• <tr id="yyy80"></tr>
  • <sup id="yyy80"></sup>
  • <tfoot id="yyy80"><noscript id="yyy80"></noscript></tfoot>
  • 99热精品在线国产_美女午夜性视频免费_国产精品国产高清国产av_av欧美777_自拍偷自拍亚洲精品老妇_亚洲熟女精品中文字幕_www日本黄色视频网_国产精品野战在线观看 ?

    Prediction of COVID-19 Con rmed Cases Using Gradient Boosting Regression Method

    2021-12-14 03:49:02AbduGumaeiMabrookAlRakhamiMohamadMahmoudAlRahhalFahadRaddahAlbogamyEslamAlMaghayrehandHussainAlSalman
    Computers Materials&Continua 2021年1期

    Abdu Gumaei,Mabrook Al-Rakhami,Mohamad Mahmoud Al Rahhal,Fahad Raddah H.Albogamy,Eslam Al Maghayreh and Hussain AlSalman

    1College of Computer and Information Sciences,King Saud University,Riyadh,11362,Saudi Arabia

    2Computer Science Department,Faculty of Applied Science,Taiz University,Taiz,Yemen

    3College of Applied Computer Sciences,King Saud University,Riyadh,11362,Saudi Arabia

    Abstract:The fast spread of coronavirus disease(COVID-19)caused by SARSCoV-2 has become a pandemic and a serious threat to the world.As of May 30,2020,this disease had infected more than 6 million people globally,with hundreds of thousands of deaths.Therefore,there is an urgent need to predict confirmed cases so as to analyze the impact of COVID-19 and practice readiness in healthcare systems.This study uses gradient boosting regression(GBR)to build a trained model to predict the daily total confirmed cases of COVID-19.The GBR method can minimize the loss function of the training process and create a single strong learner from weak learners.Experiments are conducted on a dataset of daily confirmed COVID-19 cases from January 22,2020,to May 30,2020.The results are evaluated on a set of evaluation performance measures using 10-fold cross-validation to demonstrate the effectiveness of the GBR method.The results reveal that the GBR model achieves 0.00686 root mean square error,the lowest among several comparative models.
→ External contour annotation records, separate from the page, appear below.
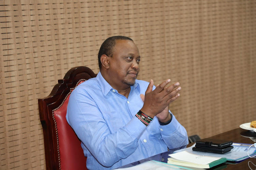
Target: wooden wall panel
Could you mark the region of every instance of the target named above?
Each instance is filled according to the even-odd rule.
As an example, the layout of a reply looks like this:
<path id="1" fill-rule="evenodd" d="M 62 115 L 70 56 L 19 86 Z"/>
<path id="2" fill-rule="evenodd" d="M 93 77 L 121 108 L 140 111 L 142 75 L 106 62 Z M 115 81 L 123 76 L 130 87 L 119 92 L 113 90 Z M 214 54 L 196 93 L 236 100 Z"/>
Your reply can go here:
<path id="1" fill-rule="evenodd" d="M 189 135 L 256 120 L 255 18 L 253 0 L 0 1 L 0 169 L 45 169 L 38 99 L 72 67 L 98 72 L 113 35 L 137 45 L 139 79 L 181 83 Z"/>

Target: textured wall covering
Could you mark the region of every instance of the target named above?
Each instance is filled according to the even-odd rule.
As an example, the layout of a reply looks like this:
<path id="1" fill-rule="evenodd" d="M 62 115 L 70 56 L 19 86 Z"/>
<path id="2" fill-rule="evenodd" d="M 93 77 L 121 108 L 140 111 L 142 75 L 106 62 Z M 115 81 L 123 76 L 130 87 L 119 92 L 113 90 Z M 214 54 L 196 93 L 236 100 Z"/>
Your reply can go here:
<path id="1" fill-rule="evenodd" d="M 119 35 L 139 47 L 139 79 L 180 83 L 170 109 L 189 135 L 256 120 L 254 0 L 2 0 L 0 169 L 45 168 L 37 99 L 73 67 L 97 73 Z"/>

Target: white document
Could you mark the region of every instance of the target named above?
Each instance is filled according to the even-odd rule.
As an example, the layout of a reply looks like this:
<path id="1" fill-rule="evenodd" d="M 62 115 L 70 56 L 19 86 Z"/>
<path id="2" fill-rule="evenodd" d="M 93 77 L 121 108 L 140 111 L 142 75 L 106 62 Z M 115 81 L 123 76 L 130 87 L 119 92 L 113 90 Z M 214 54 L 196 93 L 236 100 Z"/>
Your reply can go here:
<path id="1" fill-rule="evenodd" d="M 169 156 L 176 159 L 201 165 L 209 164 L 213 161 L 220 159 L 221 158 L 213 156 L 205 156 L 189 153 L 183 151 L 175 153 L 170 154 Z"/>
<path id="2" fill-rule="evenodd" d="M 117 169 L 118 170 L 193 170 L 202 169 L 182 167 L 155 160 L 150 160 L 133 167 Z"/>

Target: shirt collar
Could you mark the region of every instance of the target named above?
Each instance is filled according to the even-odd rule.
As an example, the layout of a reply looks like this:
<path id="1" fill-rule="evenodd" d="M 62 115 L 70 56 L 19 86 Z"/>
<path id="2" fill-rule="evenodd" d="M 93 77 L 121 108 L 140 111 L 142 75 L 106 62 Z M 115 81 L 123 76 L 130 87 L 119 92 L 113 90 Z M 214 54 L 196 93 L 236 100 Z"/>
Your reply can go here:
<path id="1" fill-rule="evenodd" d="M 102 76 L 100 71 L 97 74 L 96 79 L 101 87 L 102 94 L 105 96 L 112 89 L 113 89 L 113 88 Z M 131 92 L 132 92 L 136 88 L 138 89 L 138 90 L 139 91 L 140 86 L 137 82 L 137 79 L 135 80 L 135 84 L 134 85 L 131 86 Z"/>

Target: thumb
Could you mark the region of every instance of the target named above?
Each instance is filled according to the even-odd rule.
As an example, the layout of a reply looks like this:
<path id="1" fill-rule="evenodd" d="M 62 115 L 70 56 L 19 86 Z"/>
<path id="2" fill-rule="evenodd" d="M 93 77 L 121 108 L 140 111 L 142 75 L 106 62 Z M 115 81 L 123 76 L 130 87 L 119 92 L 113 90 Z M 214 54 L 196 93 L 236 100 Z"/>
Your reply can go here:
<path id="1" fill-rule="evenodd" d="M 146 91 L 145 92 L 145 94 L 152 91 L 152 90 L 153 89 L 153 86 L 154 86 L 154 82 L 153 81 L 153 80 L 151 80 L 150 82 L 148 85 L 148 86 L 147 86 L 147 89 L 146 90 Z"/>
<path id="2" fill-rule="evenodd" d="M 141 100 L 142 100 L 143 102 L 144 102 L 144 101 L 145 101 L 145 96 L 144 96 L 144 95 L 143 94 L 141 94 L 140 96 L 140 98 L 141 98 Z"/>

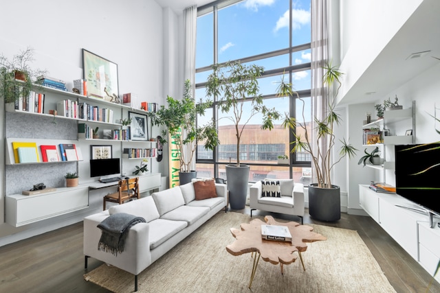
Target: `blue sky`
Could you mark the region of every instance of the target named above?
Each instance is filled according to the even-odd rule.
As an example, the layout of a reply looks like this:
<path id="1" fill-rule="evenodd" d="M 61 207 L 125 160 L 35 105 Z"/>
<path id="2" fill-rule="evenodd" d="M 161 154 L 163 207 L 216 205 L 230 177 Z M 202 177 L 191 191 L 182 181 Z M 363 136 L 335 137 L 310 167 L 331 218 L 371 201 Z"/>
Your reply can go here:
<path id="1" fill-rule="evenodd" d="M 292 10 L 292 45 L 310 42 L 310 0 L 294 0 Z M 219 11 L 219 62 L 258 55 L 289 47 L 289 1 L 247 0 Z M 197 20 L 196 68 L 213 62 L 212 14 Z M 310 62 L 310 50 L 293 55 L 292 62 Z M 265 70 L 288 65 L 288 56 L 253 62 Z M 198 73 L 196 83 L 206 80 L 210 71 Z M 279 77 L 261 80 L 262 94 L 275 91 Z M 310 89 L 310 71 L 295 73 L 293 85 L 296 90 Z M 196 93 L 196 99 L 203 93 Z M 274 105 L 285 108 L 285 102 Z"/>

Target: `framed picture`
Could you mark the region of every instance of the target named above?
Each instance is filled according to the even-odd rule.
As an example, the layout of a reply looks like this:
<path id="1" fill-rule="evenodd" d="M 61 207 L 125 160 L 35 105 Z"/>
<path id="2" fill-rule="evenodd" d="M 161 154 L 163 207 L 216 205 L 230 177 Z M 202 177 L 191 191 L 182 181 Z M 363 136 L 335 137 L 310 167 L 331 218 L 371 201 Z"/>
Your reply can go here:
<path id="1" fill-rule="evenodd" d="M 82 70 L 87 95 L 120 102 L 118 65 L 82 49 Z"/>
<path id="2" fill-rule="evenodd" d="M 130 139 L 132 141 L 146 141 L 148 137 L 148 126 L 146 115 L 129 111 L 130 124 Z"/>
<path id="3" fill-rule="evenodd" d="M 92 160 L 111 159 L 111 145 L 90 145 Z"/>
<path id="4" fill-rule="evenodd" d="M 380 143 L 380 134 L 367 134 L 366 135 L 366 144 L 367 145 L 375 145 L 376 143 Z"/>

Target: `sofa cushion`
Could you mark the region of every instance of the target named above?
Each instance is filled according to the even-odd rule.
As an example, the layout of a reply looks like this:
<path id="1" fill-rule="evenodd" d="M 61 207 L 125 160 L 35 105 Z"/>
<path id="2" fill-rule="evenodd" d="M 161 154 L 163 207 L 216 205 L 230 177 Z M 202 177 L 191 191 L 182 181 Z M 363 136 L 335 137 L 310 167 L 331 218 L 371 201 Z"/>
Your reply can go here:
<path id="1" fill-rule="evenodd" d="M 195 193 L 194 192 L 194 186 L 192 186 L 192 182 L 180 185 L 179 187 L 184 196 L 185 204 L 188 204 L 195 199 Z"/>
<path id="2" fill-rule="evenodd" d="M 270 178 L 265 178 L 265 181 L 270 181 Z M 272 179 L 273 180 L 273 179 Z M 293 179 L 278 179 L 280 182 L 280 188 L 281 189 L 281 195 L 286 196 L 292 196 L 294 191 L 294 180 Z"/>
<path id="3" fill-rule="evenodd" d="M 261 182 L 261 189 L 263 197 L 276 197 L 281 196 L 281 188 L 280 187 L 280 181 L 263 181 Z"/>
<path id="4" fill-rule="evenodd" d="M 156 219 L 150 225 L 150 249 L 154 249 L 188 226 L 184 221 Z"/>
<path id="5" fill-rule="evenodd" d="M 280 198 L 266 196 L 260 198 L 258 199 L 258 203 L 277 205 L 280 207 L 294 207 L 294 198 L 292 196 L 281 196 Z"/>
<path id="6" fill-rule="evenodd" d="M 124 204 L 115 205 L 109 209 L 109 213 L 126 213 L 142 217 L 148 222 L 159 218 L 159 211 L 151 196 L 133 200 Z"/>
<path id="7" fill-rule="evenodd" d="M 162 191 L 155 192 L 151 196 L 156 204 L 159 215 L 161 216 L 185 204 L 184 196 L 182 194 L 180 187 L 178 186 L 162 190 Z"/>
<path id="8" fill-rule="evenodd" d="M 186 221 L 188 225 L 190 225 L 206 215 L 210 210 L 210 209 L 207 207 L 190 207 L 184 205 L 162 215 L 161 219 L 171 220 L 173 221 Z"/>
<path id="9" fill-rule="evenodd" d="M 215 182 L 213 180 L 196 181 L 192 184 L 196 200 L 217 198 L 217 191 L 215 189 Z"/>
<path id="10" fill-rule="evenodd" d="M 192 200 L 191 202 L 188 204 L 188 205 L 190 207 L 208 207 L 212 209 L 219 204 L 223 204 L 223 207 L 226 205 L 226 202 L 225 200 L 225 198 L 219 196 L 217 198 L 206 198 L 206 200 Z"/>

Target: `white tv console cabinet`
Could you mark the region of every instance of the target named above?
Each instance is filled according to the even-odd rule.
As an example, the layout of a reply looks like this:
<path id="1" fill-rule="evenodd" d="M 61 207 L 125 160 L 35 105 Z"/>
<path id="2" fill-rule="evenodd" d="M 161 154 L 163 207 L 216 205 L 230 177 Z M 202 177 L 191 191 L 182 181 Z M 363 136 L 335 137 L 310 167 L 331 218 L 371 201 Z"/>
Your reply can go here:
<path id="1" fill-rule="evenodd" d="M 420 209 L 395 194 L 375 192 L 368 185 L 360 185 L 361 207 L 411 257 L 431 275 L 440 260 L 440 228 L 430 228 L 429 216 L 399 206 Z M 397 204 L 398 206 L 397 206 Z M 440 283 L 440 276 L 436 276 Z"/>

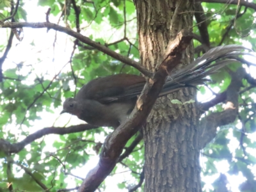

    Keywords:COVID-19;coronavirus disease;SARS-CoV-2;machine learning;gradient boosting regression(GBR)method

    1 Introduction

    At the end of December 2019,patients with clinical symptoms similar to those of the common cold and pneumonia were reported in Wuhan city,China.Chinese scientists detected that the cause of this pneumonia was a novel coronavirus[1].The most common clinical features of the disease are cough,fever,and difficulty in breathing.More severe symptoms in some cases can include lung damage,severe acute respiratory syndrome(SARS),breathing failure,and kidney failure,possibly causing death[2].Coronavirus disease 2019(COVID-19)was named by the World Health Organization(WHO)on February 11,2020[3].The International Committee on Taxonomy of Viruses(ICTV)refers to COVID-19 as severe acute respiratory syndrome coronavirus 2(SARS-CoV-2)[3].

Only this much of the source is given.